Our work is only possible because of our people. We believe that by prioritizing worker benefits, including seasonal employees, everyone wins. When we prioritize policies that benefit our team, they feel valued and financially secure. When our team feels valued and financially secure, retention of high-quality employees increases. And because our employees stick around and care, the work is better.
The Workers section of the B Corporation assessment is structured to encourage just this: treating employees as valued stakeholders in your organization. Specifically, this section evaluates a company’s contributions to its employees’ financial security, health and safety, wellness, career development, and engagement and satisfaction. It recognizes business models that benefit workers by design, such as workforce development programs supporting individuals with barriers to employment.
B Corporations that score highly in this category have instated policies that respond to the specific context and needs of their workers. King Arthur Baking Company, one of the earliest and most well-known B Corps, prides itself on being 100% employee-owned and offering everyone 40 hours of VTO (volunteering time off) every year. FMS (a Louisville, Kentucky–based commercial cleaning company) has responded to its employees’ needs for fresh food with access to CSA programs and transportation to work sites with rideshare programs. Within our industry (though not a B Corp), ORG directly responds to the needs of its worker base. With programs such as an employee-supported emergency relief fund and financial assistance for first-generation college students.
Since 2000, we have implemented our own programs and policies for the benefit of our people. One of our earliest programs was 10% for the Community, a VTO-type program paying our people to do work for community organizations for free. As we have embarked more intentionally on our smart landscaping and B Corporation journey, worker-oriented programs and policies have become our priority.
Today, we offer paid holidays, paid time off (15-20 days for almost 90% of employees, nearly double the industry average), five paid sick days, health and dental insurance, life insurance, and free uniforms for all full-time employees — year-round and seasonal. We have also formalized a flex-time policy for year-round positions and introduced remote work options for our management staff.
But the change we are most proud of is deciding to improve our health insurance options significantly.
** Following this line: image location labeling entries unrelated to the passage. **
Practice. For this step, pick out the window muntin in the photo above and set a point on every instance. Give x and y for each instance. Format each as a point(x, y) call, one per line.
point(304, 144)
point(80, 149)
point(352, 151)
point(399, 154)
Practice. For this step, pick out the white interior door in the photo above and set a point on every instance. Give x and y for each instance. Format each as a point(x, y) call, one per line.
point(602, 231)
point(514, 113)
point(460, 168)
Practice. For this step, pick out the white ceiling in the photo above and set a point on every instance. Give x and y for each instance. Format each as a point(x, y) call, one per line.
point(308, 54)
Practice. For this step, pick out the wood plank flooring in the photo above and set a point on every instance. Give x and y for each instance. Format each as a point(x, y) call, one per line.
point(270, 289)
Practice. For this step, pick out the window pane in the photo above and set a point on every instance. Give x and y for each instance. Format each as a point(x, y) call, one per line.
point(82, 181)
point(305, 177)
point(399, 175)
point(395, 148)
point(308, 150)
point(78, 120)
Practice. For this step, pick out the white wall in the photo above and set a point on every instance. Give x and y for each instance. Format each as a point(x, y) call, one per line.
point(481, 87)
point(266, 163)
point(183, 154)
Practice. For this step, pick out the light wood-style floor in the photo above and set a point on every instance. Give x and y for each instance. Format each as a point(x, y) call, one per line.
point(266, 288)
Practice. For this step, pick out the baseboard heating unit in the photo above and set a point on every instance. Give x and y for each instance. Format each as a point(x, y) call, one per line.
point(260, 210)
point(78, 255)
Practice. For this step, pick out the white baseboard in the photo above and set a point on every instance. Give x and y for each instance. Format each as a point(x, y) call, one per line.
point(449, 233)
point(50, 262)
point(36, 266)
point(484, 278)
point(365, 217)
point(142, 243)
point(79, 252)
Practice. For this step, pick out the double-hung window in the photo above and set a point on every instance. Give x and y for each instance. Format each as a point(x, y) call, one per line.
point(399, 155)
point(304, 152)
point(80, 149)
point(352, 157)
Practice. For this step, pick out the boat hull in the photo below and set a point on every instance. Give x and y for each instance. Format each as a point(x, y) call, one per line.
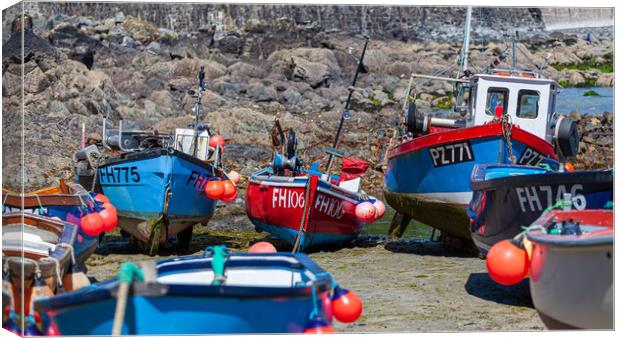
point(427, 178)
point(571, 278)
point(158, 185)
point(177, 305)
point(517, 195)
point(276, 204)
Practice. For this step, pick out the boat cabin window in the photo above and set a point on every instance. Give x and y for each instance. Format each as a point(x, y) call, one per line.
point(527, 106)
point(496, 97)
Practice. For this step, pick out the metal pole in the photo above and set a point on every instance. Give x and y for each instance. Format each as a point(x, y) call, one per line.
point(345, 113)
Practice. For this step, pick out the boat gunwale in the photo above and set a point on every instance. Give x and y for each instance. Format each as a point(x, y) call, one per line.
point(488, 130)
point(479, 183)
point(108, 289)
Our previous plan rewarded youth and penalized maturity, rewarded men and penalized women. Now, all employees pay the same rate regardless of age, gender, or ability to ‘buy up.’ Additionally, the new plan offers lower deductibles, lower co-pays, better co-insurance, and lower maximum out-of-pocket. We are also now paying 80% of employee-only coverage and 20% of dependent coverage.
This decision was not the cheapest option for our company, not by a longshot. But it is the best option for taking care of our people, and a necessity if we want to ensure equitable access to healthcare. One team member in an older age bracket now pays less for more benefits. Another team member saved $100 per week by switching from her partner’s plan.
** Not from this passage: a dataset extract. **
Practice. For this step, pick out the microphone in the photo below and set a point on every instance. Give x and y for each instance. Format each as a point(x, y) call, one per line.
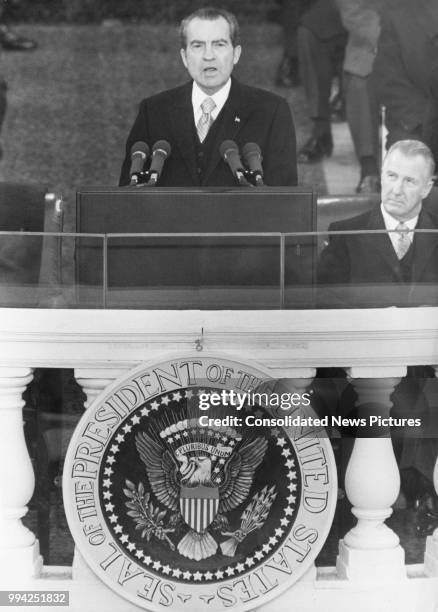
point(252, 156)
point(160, 152)
point(230, 153)
point(139, 154)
We are proud of the progress we’ve made. But we are focused on what’s next. We are going after big goals: increasing the percentage of satisfied and engaged employees in our annual survey to 90%, providing free and affordable banking services and payroll cards, and offering free financial management tools and coaching. But our smaller goal will also have a big impact: writing our people-first approach into policy, ensuring that this ethos is codified in our very DNA.